John Howard does internal medicine on the elbow of Cape Cod. He sails. He also has a company for staffing nursing homes and jails, and serves as the local medical examiner. By Massachusetts tradition this office confers immunity from prosecution for misdemeanors. I mentioned to him that in my bailiwick, although they try to hang this office on a pathologist, I do not care for forensics and was delighted to have a psychiatrist fill the role.
Wilbur Kukes, native of Montana, was also in town for the reunion. Contrary to class legend, he rode into New Haven by iron horse. He arrived at Harkness Hall clutching one small suitcase. Sharpie upperclassmen spotted equine product on his boots and immediately hustled him for used textbooks. They promised Hamm’s Histology would read like a Louis L’Amour novel. Wilbur no longer mends the bones of cowpersons in Big Sky country but walks an Old English sheepdog on a beach in the state of Washington.
Larry Toder and wife Susan came from Missoula, Mont., where Larry is a retired orthopaedic surgeon.
Jon and Joan Wayland joined us from Klamath Falls, Ore., where she has retired from child psychiatry and he is a retired urologist.
Looking back at our class, formed 44 years ago, we decided diversity is nothing new. Wilbur was two standard deviations from the mean, and the Southerners one SD.

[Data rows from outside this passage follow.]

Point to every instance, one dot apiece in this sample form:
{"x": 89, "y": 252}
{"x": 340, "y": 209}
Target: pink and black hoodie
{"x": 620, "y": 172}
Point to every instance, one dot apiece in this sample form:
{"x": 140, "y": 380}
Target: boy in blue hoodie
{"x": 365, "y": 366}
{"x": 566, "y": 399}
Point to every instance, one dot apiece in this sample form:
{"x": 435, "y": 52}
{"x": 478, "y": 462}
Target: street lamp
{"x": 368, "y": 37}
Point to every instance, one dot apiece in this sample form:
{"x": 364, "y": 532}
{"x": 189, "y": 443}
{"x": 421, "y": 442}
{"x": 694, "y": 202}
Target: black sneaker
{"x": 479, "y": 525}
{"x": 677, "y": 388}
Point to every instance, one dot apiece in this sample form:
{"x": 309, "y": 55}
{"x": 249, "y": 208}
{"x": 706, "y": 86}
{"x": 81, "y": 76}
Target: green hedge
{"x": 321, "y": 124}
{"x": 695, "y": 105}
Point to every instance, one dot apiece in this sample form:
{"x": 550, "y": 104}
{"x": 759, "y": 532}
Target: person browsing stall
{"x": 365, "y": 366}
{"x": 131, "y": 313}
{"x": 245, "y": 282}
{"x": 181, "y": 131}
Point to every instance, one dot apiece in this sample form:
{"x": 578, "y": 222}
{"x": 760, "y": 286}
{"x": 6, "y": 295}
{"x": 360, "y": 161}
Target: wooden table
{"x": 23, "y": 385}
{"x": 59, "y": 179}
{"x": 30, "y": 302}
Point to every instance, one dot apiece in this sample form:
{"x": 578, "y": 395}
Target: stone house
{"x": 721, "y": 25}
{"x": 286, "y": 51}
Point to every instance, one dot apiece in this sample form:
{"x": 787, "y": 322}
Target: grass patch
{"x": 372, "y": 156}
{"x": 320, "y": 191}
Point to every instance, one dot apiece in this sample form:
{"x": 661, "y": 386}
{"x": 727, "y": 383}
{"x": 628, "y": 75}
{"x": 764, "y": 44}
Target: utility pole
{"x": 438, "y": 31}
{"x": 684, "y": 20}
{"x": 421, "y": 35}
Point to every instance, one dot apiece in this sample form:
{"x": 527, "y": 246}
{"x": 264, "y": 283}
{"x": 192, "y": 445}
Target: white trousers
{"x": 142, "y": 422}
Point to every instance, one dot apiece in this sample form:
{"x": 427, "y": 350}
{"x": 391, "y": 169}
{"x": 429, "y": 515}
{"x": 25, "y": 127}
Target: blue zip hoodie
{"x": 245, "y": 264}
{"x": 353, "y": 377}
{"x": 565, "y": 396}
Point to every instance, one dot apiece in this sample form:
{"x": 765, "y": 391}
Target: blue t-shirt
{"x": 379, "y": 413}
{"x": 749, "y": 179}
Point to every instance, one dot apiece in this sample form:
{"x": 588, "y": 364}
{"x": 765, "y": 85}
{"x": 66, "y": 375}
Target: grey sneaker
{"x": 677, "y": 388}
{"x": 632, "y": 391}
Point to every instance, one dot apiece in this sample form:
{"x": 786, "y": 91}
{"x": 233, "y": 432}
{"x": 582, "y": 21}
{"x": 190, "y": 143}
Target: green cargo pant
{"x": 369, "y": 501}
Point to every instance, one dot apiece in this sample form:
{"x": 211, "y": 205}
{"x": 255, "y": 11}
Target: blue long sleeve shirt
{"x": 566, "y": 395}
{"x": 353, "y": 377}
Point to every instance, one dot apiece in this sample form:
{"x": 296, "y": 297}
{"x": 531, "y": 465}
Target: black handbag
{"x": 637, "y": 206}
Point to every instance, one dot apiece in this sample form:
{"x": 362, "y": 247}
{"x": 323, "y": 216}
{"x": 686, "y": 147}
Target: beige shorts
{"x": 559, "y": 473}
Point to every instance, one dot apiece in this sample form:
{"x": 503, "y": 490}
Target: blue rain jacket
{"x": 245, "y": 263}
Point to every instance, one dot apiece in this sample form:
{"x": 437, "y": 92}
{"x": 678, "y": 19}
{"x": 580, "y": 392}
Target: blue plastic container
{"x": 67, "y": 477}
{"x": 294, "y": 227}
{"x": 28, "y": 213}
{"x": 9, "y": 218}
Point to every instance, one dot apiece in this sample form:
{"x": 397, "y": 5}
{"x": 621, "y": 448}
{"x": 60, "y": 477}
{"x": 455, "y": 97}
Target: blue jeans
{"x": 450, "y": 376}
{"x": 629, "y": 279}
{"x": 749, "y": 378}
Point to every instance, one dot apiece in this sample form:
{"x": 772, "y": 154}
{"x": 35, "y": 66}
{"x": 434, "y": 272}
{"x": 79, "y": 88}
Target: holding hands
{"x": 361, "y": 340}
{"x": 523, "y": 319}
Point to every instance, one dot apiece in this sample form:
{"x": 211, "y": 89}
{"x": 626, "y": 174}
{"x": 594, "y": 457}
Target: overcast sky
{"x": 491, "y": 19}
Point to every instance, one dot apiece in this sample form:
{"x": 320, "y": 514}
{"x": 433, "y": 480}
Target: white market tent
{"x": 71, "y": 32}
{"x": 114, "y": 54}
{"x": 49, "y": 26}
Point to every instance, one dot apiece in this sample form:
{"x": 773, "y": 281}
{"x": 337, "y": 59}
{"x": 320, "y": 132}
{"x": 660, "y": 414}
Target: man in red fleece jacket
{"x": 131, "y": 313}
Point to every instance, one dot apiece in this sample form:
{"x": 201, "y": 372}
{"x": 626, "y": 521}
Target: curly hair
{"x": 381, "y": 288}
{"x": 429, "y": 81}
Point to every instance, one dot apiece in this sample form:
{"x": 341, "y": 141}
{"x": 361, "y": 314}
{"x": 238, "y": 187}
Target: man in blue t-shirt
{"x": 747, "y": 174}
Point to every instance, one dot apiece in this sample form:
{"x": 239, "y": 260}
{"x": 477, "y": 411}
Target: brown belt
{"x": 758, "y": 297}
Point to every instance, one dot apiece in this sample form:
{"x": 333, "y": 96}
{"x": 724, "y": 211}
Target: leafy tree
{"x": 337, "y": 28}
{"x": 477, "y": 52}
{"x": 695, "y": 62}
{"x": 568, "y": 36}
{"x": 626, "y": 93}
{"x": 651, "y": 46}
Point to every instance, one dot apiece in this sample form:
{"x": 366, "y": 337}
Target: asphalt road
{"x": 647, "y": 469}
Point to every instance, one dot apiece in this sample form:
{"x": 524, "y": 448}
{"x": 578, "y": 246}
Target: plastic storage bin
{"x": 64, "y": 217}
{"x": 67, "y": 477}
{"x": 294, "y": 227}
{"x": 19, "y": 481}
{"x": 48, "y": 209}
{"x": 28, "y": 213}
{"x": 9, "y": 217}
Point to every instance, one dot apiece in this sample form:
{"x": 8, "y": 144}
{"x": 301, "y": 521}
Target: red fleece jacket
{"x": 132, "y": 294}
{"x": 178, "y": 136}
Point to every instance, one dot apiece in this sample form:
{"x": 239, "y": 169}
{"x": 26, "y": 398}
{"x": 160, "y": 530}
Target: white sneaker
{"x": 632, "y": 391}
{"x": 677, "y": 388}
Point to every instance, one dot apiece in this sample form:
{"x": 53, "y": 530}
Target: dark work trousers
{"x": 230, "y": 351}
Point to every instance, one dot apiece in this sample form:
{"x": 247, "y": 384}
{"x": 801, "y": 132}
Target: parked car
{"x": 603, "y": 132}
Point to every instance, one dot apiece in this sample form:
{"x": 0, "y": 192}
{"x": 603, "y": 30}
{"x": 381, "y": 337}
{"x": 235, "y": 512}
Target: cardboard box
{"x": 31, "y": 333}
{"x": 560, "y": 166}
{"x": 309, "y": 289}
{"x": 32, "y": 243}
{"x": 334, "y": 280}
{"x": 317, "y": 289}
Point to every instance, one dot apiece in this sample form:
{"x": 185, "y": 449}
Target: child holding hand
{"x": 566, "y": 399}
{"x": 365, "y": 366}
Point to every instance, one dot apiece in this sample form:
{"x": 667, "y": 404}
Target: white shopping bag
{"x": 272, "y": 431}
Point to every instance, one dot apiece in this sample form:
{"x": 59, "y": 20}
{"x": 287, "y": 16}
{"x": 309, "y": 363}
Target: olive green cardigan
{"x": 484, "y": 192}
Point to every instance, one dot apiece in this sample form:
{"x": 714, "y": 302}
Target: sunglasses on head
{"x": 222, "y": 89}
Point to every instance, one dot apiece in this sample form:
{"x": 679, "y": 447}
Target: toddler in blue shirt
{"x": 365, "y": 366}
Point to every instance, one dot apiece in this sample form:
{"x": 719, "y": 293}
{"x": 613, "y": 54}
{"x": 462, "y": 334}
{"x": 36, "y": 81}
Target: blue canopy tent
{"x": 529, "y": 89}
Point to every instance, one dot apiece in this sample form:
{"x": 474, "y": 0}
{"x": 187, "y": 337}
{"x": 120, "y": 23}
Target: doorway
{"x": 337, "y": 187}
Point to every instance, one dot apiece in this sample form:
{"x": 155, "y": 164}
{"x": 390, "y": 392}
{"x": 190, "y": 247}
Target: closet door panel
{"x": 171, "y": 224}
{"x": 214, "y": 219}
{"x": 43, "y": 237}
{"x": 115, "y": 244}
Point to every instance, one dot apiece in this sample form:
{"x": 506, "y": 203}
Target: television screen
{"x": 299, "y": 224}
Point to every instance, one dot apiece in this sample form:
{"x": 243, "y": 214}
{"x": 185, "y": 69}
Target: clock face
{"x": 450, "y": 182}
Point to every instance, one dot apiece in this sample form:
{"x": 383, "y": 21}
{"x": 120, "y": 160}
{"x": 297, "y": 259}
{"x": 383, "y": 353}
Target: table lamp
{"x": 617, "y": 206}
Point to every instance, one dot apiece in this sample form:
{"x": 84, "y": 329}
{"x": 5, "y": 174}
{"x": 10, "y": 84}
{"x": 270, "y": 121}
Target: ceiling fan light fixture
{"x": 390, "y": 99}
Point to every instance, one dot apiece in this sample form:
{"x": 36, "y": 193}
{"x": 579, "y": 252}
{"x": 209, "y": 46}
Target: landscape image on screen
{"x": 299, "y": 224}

Lynne Lipton Levitsky is head of pediatric endocrinology at Mass General. She was at the class dinner with her husband Sidney, a cardiac surgeon. During the dinner Sid confessed they started dating when he was a resident and she was still a student. The assembly groaned in horror but decided it was too late to give our chief resident emeritus the hot water treatment. The bad boys wanted to know what the problem was.
Stuart Hauser and I met at the new Child Study Center, the legacy of our classmate, the late Donald Cohen. The center and several other buildings proved that Donald had a powerful edifice complex and was a master fundraiser, a skill much cherished in academe. Stuart said that fundraising is one of his duties as head of a Boston child psychiatry clinic, but romancing donors is not his favorite thing. He runs a long-term program in adolescent development.
Jimmy Brown is working part-time in oncology in Middletown, Conn. He also knows all the verses of “Amazing Grace,” useful in that specialty. Phil Bernstein is pounding out orthopaedics in the San Francisco area. When I mentioned my imperfect knees, he said 90 percent of his patients are happy with his joint replacements. I asked if he were flying back on the 90 percent airline.
Mac Griffiss came in from San Francisco, where he toils in microbiology pathogenesis. He is also a retired bird-colonel in the Army Reserves. For all your military needs, give Mac a call. Why fight with lawyers when you can get the infantry cheaper?
David Fox is working in Fresno as a child psychiatrist. A beloved avocation is playing the cello in a string quartet. When I mentioned that I had recently bought the six-disc complete Shostakovich series by the Emerson Quartet, he was a fount of information on the topic but, alas, I could have done better. Incidentally, if you are fed up with hip-hop noise at your gym, lob one back and stick some string quartets in the CD player. But be prepared to outrun vulgarians a third our age.
Me? Pathologist emeritus in Marshalltown, Iowa. I read a lot, take solo road trips and follow my wife around giving helpful housekeeping tips.
Spouses of our classmates should consider themselves assimilated into the class. [Caveat: The bad boys, in denial re: Club Prostate, still have lots of life, so certain conditions and restrictions may apply.]
Other classmates spotted but not engaged: Clarence Sasaki and Robert McRoberts.
There were reports of bad breaks and sorrows for some classmates, but this report is like that garden ornament that heralds only sunny hours.